Impor Scrap Baja Dilonggarkan Bersyarat Usai Polemik Kontaminasi Radioaktif

Impor Scrap Baja Dilonggarkan Bersyarat Usai Polemik Kontaminasi Radioaktif

Bisnis.com, JAKARTA — The Indonesian Iron and Steel Association (IISIA) mengungkap pemerintah telah memberikan kelonggaran untuk impor scrap metal atau besi tua yang sebelumnya sempat disetop lantaran temuan kontaminasi radioaktif Cesium-137 (Cs-137). 

Direktur Eksekutif IISIA Harry Warganegara mengatakan pemerintah memberikan waktu tiga bulan bagi industri baja, selaku pengguna bahan baku berupa scrap, untuk memasang alat pendeteksi radioaktif seperti Radiation Portal Monitor (RPM) di fasilitas peleburan. 

“Untuk memasang itu perlu waktu karena barangnya juga impor, paling cepat 3 bulan, nah jadi kami pun meminta bahwa kalau 3 bulan kami nggak bisa impor scrap, berarti kan berhenti produksi, akhirnya diizinkan dikasih tambahan waktu 3 bulan,” kata Harry saat ditemui di Gedung DPR RI, Jakarta, Rabu (12/11/2025).

Jika dalam 3 bulan pelaku usaha peleburan belum memasang alat pendeteksi tersebut, maka izin impor scrap tidak dikeluarkan.
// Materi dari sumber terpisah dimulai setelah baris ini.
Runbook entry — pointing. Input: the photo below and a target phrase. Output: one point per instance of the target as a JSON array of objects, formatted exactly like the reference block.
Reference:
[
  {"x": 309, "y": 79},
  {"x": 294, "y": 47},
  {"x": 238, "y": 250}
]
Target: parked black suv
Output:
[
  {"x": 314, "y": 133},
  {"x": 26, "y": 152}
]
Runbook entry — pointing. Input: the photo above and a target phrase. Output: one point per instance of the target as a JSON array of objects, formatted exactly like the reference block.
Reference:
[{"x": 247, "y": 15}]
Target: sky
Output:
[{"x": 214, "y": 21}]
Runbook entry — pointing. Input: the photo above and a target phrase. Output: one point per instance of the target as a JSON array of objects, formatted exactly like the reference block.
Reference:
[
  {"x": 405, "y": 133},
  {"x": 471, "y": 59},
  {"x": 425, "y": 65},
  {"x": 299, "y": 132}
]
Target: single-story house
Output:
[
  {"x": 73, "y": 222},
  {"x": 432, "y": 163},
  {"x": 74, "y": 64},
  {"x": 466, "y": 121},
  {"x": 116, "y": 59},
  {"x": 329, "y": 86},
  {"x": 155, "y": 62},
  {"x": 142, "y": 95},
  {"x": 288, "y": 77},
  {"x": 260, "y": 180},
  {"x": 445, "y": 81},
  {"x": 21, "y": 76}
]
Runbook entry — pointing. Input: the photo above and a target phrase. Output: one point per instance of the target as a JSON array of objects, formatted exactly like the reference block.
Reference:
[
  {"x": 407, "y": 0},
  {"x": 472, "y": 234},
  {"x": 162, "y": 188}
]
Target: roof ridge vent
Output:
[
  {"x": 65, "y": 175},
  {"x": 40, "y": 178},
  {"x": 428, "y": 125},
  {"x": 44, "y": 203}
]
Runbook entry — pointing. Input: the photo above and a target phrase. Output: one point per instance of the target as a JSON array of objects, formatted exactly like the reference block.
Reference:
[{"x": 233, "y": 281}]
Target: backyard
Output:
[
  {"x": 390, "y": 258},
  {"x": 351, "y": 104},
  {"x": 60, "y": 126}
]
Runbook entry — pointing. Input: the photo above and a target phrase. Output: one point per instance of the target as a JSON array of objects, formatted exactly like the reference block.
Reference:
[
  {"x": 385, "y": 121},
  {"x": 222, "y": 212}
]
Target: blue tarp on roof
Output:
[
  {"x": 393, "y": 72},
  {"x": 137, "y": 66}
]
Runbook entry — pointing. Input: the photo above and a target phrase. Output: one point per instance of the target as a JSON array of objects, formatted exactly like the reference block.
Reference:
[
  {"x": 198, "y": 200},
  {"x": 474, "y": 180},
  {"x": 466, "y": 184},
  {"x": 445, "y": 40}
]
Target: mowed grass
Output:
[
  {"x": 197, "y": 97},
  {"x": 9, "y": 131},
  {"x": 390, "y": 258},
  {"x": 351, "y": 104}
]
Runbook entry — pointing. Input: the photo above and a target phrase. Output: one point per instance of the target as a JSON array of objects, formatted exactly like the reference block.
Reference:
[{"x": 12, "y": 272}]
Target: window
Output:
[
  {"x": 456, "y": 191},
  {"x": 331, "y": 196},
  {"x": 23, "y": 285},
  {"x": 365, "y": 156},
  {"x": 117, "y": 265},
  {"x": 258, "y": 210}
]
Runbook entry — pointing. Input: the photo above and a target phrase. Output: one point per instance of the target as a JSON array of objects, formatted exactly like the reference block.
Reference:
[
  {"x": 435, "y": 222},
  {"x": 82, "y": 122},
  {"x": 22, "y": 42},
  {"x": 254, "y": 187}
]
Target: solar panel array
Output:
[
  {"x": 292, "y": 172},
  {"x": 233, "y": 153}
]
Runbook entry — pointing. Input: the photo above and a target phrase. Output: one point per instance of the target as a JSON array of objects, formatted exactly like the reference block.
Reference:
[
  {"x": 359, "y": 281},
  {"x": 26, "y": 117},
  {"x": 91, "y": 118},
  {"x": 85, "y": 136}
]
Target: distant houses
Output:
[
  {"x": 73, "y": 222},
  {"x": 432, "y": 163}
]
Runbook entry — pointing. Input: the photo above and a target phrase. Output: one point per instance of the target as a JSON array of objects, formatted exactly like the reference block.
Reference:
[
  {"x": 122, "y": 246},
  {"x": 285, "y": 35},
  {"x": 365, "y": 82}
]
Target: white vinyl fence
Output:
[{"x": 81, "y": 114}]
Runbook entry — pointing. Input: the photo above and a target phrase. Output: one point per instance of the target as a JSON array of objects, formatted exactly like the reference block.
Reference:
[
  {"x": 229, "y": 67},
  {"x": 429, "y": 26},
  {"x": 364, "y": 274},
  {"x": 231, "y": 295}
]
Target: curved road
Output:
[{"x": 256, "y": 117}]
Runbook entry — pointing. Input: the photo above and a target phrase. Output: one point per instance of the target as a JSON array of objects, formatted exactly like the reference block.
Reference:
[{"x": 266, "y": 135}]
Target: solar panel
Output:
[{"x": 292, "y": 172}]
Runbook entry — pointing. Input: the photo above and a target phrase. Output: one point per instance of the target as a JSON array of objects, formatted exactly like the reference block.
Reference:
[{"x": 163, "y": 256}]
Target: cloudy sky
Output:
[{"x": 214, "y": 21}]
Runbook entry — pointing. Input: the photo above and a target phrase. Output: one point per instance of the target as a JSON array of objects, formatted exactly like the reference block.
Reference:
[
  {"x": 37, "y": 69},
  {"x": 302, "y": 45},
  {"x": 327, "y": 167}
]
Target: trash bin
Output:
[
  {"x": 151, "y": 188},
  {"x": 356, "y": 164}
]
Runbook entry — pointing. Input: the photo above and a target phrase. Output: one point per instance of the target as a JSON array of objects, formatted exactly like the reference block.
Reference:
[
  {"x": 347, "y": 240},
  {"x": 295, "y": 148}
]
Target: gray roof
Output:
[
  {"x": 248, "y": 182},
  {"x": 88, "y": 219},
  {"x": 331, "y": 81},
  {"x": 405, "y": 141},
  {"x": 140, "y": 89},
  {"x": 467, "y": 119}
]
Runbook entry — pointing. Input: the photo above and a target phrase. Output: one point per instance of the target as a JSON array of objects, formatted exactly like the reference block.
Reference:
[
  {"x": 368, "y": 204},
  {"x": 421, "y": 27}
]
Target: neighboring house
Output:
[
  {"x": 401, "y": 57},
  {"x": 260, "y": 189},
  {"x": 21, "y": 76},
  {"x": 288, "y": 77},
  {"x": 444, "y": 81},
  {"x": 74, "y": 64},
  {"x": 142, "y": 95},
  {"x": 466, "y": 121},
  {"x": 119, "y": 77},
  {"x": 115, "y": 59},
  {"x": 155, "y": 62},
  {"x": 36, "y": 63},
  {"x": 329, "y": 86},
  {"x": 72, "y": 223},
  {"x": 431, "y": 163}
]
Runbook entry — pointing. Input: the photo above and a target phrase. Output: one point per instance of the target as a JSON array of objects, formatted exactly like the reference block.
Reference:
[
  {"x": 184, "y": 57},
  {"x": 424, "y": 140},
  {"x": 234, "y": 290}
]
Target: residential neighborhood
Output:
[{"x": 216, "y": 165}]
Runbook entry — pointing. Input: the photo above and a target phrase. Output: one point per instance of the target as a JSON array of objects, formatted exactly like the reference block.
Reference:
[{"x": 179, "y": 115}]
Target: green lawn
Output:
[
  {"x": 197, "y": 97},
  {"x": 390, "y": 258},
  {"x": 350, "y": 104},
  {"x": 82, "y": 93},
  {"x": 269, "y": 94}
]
Hal tersebut tentunya dapat berakibat ke operasional pabrik. 

Harry menerangkan bahwa pihaknya menyepakati keputusan tersebut. Meskipun, dalam pemasangannya dibutuhkan investasi tambahan sebesar Rp3,5 miliar-Rp5 miliar. 

“Kami ikut permintaan pemerintah memasang alat itu, hanya saja pada saat kami bersimulasi, misalnya ini ya, ternyata terdeteksi ini nggak bisa diapa-apain, kan pertanyaannya apakah bisa kita re-ekspor? nggak bisa, karena sudah keluar dari wilayah kepabeanan,” tuturnya. 

Menurut dia, mestinya alat pendeteksi radioaktif berada di wilayah kepabeanan atau kawasan border yang dikelola Bea Cukai. Dengan begitu, jika impor scrap terdeteksi radioaktif, maka barang tersebut bisa dikembalikan ke negara asalnya. 

Sementara, jika ditemukan paparan ketika sudah berada di kawasan fasilitas peleburan, maka barang tersebut tak bisa dikembalikan ke negara asal. Pihaknya telah bertanya ke Badan Tenaga Nuklir Nasional (BATAN) jika ditemukan lagi barang terkontaminasi radioaktif maka barang tersebut ‘ditanam’. 

“Pertanyaan ditanam dimana? kan belum ketahuan, alangkah baiknya, kalau tempat pencegahan pertama itu di border, kami pasang alat kami peleburan, tapi itu jangan dijadikan tempat pendeteksi awal jadikanlah tempat itu pendeteksi lanjutan,” jelasnya. 

Adapun, saat ini industri membutuhkan 2 juta ton scrap atau logam bekas untuk kebutuhan produksi baja. Dalam hal ini, scrap dari lokal baru bisa memasok 600.000 ton, sementara sisanya diimpor. 

Ditemui terpisah, Direktur Jenderal Industri Logam, Mesin, Alat Transportasi dan Elektronika (ILMATE) Kementerian Perindustrian, Setia Diarta mengatakan pihaknya tengah berkoordinasi dengan kementerian/lembaga terkait untuk memastikan kebutuhan bahan baku baja yang diimpor bisa tetap diizinkan. 

“Ini yang kami coba koordinasi lagi dengan teman-teman k/l supaya industri tetap produksi,” tuturnya.